As of this week, all of us have the opportunity to see culture at its peak: In F9, the ninth installment in the Fast and the Furious franchise, Vin Diesel drives his franchise to the moon. Ludacris and Tyrese Gibson’s forever bickering characters Tej and Roman are the ones who make the giant leap into the cosmos—and as they do, the film taunts us with its audacity.
“As long as we obey the laws of physics,” Tej says, “we’ll be fine.”
Oh, really?
In boldly bringing this franchise where no drag racer has gone before, director Justin Lin made sure to consult with experts. “I’m on the phone with scientists, learning about fuel and physics,” he told The Hollywood Reporter. “It was great, having the scientists on the other line going, ‘Wait, what? What are you trying to do?’ I love it.”
So, how legit was the end result?
After emailing a healthy chunk of the New York University Physics faculty (you know, mostly the ones who seemed like they know things about space) I spoke with Masha Baryakhtar, a postdoctoral fellow specializing in particle physics who will soon join the University of Washington in a faculty position. Aided by detailed and not at all confusing explanations of the film’s stunts from this whiplashed Fast fanatic, Baryakhtar offered her expert opinion on several of the film’s stunts—including, yes, that rocket-car.
Sending a car to space on a rocket is not a totally outlandish notion; as Baryakhtar pointed out, Elon Musk launched a Tesla into space in 2018 with a dummy passenger named Starman “because he thought it would be cool to send some extra junk into space.”
But in that case, Baryakhtar said, “it took a whole big rocket ship counting down with a huge explosion, and then you kind of launched the car out of that. So if you just tell me that a rocket took a car to space, it takes a lot of work and a lot of money—but in principle, it’s actually been done, right?”
Among the chief concerns in modifying a rocket-car? Keeping the passengers from exploding in a vacuum. A first step, Baryakhtar said, would be strong insulation around the car. The insulation seen in the film does not look particularly thick, but the car did have a heat shield.

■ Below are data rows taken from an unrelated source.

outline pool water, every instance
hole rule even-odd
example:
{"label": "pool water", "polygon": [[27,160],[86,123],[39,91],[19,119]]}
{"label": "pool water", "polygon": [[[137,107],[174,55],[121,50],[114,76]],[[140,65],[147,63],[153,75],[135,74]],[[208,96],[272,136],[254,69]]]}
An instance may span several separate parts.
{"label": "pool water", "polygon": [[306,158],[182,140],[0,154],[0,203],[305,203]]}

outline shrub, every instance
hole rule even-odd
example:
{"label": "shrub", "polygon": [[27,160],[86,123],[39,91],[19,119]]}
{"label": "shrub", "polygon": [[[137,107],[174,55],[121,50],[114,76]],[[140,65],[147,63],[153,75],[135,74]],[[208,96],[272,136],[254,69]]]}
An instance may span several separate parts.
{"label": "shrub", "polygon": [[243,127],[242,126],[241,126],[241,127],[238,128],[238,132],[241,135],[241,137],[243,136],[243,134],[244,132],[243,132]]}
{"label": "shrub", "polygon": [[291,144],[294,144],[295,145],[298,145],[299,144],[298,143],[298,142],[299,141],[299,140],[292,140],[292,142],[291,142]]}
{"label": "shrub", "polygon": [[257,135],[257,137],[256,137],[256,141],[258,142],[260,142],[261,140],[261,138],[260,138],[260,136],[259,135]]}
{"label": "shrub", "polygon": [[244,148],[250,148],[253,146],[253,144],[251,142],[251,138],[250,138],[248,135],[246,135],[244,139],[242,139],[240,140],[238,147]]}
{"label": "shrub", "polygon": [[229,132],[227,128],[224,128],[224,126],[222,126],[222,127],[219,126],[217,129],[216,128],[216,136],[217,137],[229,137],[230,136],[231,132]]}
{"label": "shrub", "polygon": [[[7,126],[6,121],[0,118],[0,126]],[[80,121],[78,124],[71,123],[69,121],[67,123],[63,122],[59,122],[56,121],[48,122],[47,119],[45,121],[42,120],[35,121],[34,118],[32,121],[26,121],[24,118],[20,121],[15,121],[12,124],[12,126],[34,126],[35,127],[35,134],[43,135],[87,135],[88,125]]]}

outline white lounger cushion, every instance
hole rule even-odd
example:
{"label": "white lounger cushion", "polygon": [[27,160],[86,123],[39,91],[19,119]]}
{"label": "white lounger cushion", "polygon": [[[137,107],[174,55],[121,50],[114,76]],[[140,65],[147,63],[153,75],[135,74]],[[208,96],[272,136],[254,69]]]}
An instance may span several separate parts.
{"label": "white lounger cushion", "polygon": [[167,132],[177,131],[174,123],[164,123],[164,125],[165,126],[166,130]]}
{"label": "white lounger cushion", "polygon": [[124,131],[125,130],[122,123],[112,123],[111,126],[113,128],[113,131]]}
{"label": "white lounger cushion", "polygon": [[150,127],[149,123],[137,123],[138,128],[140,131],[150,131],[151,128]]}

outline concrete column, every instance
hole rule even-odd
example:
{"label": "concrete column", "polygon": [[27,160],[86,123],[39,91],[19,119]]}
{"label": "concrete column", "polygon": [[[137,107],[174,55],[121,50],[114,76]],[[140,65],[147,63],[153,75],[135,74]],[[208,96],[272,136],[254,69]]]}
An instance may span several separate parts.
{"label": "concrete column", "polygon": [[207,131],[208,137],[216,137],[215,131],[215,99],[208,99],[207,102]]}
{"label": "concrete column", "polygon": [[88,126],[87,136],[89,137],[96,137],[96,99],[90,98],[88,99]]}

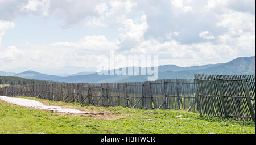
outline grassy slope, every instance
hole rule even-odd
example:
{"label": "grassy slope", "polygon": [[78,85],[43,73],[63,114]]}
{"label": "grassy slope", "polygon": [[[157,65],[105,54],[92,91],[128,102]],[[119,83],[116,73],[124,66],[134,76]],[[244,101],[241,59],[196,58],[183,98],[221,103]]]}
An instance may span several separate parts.
{"label": "grassy slope", "polygon": [[[81,104],[25,97],[55,105],[81,108]],[[255,133],[255,122],[204,117],[174,110],[142,110],[86,105],[84,109],[126,115],[106,120],[91,117],[63,116],[0,101],[0,133]],[[183,118],[177,118],[177,115]],[[148,120],[150,119],[150,120]]]}

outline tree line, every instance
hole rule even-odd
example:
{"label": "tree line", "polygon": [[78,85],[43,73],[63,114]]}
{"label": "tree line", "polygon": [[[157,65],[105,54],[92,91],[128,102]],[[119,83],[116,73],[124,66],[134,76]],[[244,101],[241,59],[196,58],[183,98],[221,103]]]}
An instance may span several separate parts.
{"label": "tree line", "polygon": [[0,84],[12,84],[12,85],[26,85],[29,84],[45,84],[53,83],[54,82],[40,80],[36,79],[29,79],[15,76],[0,76]]}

Any glass surface, like a windshield, Baryakhtar added, would be a hazard. (The car in the film appears to have modified windows.) And the final hurdle would be making sure there’s actually enough fuel to steer the vehicle afterward. No spoilers, but rest assured F9 has that angle covered.
Okay, but what about the other stunts? If one were to, say, be driving across a rope bridge that happens to rupture behind them, could they make it to the other side by vroom-vroom-ing as fast as they can like Dominic Toretto? Not exactly, Baryakhtar said. They’d drive into a cliff.
Okay, okay. But what about the one where they dash through a minefield where the explosives are spaced something like… maybe 10 feet apart?
“If you’re going very fast… you can’t turn in true sharp angles,” Baryakhtar said. “Because then you would fly out; you wouldn’t have enough friction holding you down.”
One could feasibly navigate a minefield slowly, Baryakhtar said, but not at the speed Dom and his crew tend to like.
By the time I got to Dom driving off a cliff, launching a grappling hook from his car, and then rappelling around a mountain, Baryakhtar had begun to crack the physics of the Fast universe. All of these examples, she said, could work kinematically. “It’s just a question of, like, how big the force is going to be on the people inside the car—and if they’ll all get totally smashed up.”
“All of these things, there’s a grain of truth to them,” Baryakhtar admitted. “But they’re taken to the extreme. That’s what I would say.”
All right, one more: What are the chances that someone could go straight through a billboard while fighting on the back of a moving semi and just keep on truckin’? Response: “I would say that’s a pretty clear ‘no.’”
Okay, but what if that person is John Cena? “Oh, well then yes.”